Now it is two years later. And during those two years we have had four good days with our adoptive daughter. Four days where the weight of the trauma of her past was lifted and she was a happy and whole child. Four days in which we could see what she could become if she wanted to. Those were good days. Those days raised our hopes, and our cares vanished for little while. The pressure of us as parents having to find the right formula to help her was gone.
Then day five hit and everything crumbled and our hopes also. Those good days freaked her out, and she backslid into a whole host of other problems to include now being on medication, and as a family we have 7-8 therapies a week. We have found out the the medication is not helping with her ability to choose what is good for her. She is willfully choosing to not choose the good. This has been going on for months now. This is where I have the problem with waiting.
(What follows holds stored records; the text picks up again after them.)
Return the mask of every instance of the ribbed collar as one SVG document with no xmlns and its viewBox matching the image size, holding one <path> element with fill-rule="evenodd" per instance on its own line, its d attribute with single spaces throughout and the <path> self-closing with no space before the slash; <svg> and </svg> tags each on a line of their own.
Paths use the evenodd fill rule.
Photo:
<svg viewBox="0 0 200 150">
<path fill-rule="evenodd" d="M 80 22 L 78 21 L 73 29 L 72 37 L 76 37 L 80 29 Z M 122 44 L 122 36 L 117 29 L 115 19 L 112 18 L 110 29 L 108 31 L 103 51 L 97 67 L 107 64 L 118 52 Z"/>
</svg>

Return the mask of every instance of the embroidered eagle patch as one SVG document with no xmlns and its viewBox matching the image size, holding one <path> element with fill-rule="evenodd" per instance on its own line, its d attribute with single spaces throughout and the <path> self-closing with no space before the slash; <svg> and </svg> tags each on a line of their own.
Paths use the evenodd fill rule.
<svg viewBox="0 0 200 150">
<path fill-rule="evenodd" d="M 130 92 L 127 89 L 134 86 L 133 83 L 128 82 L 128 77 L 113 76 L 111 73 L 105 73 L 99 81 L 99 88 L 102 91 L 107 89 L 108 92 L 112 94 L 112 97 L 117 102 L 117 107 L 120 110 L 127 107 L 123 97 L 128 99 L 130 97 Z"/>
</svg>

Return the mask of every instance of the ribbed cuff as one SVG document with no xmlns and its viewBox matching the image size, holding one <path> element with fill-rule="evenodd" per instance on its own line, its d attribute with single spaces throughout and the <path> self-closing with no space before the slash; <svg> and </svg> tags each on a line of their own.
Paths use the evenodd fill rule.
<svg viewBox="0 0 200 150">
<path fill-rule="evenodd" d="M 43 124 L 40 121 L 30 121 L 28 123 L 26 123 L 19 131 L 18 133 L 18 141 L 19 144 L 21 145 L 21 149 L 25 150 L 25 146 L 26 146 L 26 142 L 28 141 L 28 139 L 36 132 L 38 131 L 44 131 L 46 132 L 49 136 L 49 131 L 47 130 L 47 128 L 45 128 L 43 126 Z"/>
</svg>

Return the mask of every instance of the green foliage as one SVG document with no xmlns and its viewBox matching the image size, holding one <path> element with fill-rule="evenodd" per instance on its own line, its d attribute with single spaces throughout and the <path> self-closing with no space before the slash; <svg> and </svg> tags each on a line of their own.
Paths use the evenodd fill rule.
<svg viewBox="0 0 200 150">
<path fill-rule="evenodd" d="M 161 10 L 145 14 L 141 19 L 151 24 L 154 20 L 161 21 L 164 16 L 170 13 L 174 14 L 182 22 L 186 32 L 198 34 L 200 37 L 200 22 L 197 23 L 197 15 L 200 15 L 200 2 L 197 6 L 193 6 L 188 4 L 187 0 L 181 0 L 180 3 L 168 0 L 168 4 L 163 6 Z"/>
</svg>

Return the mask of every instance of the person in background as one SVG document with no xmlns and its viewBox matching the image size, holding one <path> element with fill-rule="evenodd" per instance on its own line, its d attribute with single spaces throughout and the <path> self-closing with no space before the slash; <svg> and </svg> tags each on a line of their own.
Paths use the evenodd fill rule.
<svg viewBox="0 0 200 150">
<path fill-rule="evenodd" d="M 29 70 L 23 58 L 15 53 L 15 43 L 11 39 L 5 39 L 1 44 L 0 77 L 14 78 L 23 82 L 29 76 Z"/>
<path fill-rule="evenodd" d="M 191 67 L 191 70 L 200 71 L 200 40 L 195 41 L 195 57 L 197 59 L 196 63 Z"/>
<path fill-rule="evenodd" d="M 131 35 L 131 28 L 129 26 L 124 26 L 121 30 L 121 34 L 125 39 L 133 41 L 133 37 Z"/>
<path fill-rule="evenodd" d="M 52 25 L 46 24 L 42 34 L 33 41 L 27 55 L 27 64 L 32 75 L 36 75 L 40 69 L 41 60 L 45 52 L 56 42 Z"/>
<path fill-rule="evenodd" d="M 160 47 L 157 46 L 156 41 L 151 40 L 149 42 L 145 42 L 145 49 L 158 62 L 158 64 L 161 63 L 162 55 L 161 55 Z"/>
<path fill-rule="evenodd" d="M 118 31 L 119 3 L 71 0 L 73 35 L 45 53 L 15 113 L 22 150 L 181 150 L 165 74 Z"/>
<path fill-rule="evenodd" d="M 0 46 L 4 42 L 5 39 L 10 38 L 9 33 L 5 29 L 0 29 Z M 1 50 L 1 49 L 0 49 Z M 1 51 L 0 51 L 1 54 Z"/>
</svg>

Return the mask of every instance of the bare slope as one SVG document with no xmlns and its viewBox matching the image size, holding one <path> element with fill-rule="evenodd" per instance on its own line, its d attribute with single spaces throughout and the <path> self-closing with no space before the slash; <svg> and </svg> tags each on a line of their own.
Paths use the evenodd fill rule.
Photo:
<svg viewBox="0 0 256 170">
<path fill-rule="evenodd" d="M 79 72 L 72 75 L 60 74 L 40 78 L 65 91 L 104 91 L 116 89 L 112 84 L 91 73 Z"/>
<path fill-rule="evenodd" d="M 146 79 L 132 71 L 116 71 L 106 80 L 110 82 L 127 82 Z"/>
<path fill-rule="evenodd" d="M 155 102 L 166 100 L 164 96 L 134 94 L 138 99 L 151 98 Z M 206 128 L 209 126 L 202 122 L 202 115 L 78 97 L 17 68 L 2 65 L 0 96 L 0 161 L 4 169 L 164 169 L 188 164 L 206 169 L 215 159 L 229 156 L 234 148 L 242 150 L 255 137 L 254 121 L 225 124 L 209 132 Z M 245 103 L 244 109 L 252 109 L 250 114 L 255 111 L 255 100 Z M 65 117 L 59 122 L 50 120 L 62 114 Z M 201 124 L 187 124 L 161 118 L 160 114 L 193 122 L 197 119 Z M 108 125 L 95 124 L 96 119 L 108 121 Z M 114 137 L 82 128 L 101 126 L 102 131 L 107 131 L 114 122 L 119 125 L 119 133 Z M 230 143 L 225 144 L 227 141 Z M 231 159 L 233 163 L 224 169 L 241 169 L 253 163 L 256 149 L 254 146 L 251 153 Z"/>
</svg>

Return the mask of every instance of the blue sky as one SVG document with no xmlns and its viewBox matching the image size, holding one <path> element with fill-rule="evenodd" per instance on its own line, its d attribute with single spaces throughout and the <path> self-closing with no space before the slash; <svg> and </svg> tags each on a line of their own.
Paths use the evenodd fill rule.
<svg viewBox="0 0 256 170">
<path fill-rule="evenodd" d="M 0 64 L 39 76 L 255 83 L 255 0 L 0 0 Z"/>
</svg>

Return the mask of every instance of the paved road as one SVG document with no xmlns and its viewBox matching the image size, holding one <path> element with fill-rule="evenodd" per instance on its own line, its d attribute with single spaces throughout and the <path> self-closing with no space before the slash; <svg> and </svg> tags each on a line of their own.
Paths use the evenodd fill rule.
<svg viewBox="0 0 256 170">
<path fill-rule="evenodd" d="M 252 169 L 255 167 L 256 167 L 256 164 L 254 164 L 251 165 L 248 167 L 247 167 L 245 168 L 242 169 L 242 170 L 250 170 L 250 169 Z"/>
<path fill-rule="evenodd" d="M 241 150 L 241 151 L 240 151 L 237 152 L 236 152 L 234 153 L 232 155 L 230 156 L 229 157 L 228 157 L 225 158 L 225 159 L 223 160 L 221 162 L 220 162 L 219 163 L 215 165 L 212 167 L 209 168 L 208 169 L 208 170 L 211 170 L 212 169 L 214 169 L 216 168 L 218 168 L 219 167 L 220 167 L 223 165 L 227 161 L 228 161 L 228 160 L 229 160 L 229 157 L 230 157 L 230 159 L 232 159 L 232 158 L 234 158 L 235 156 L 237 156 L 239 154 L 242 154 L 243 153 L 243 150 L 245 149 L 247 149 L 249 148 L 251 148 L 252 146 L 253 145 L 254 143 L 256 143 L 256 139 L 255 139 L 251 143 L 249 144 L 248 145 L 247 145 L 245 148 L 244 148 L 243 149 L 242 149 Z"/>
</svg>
We have given her over to God. We/I understand that we cannot fix her and the more that we try and deal with her psychological problems, the further we are at being her parents. I have started to see a problem to fix, not a child to parent and love. This cannot go on. We have started to look at residential treatment facilities where she can go and work on her, and get the internal foundation that she needs to be stable. We will visit her, attend family therapy sessions and be there to love and care for her when she gets out.
I hate the waiting and I truly hope that God will sort this out soon. I am down, like David, constantly crying out to God to intervene and to bless us with an answer. Darkness hangs on me like a shroud that I cannot throw off and it overshadows every move I make. I have started to second guess my decisions hoping that they are the right ones. It makes me ill to know that I cannot fix it myself. If this was my fault I could change things like parent different, pray harder, or will it into existence. But I can't. And it hurts to know that she does not want to be better.
The waiting for God to move, the unknown answers that I do not know, the anticipation of something that needs to happen that I cannot see happening, irks me. I am not God, nor do I want to be. At the same time I want to fix her and I can't.
I truly hope that one day soon I can be like David at the end of this chapter where he states, "I will sing to the Lord, for He has dealt bountifully with me." Psalms 13:6 NASB.
I want her to choose Him. That way He can deal bountifully with her.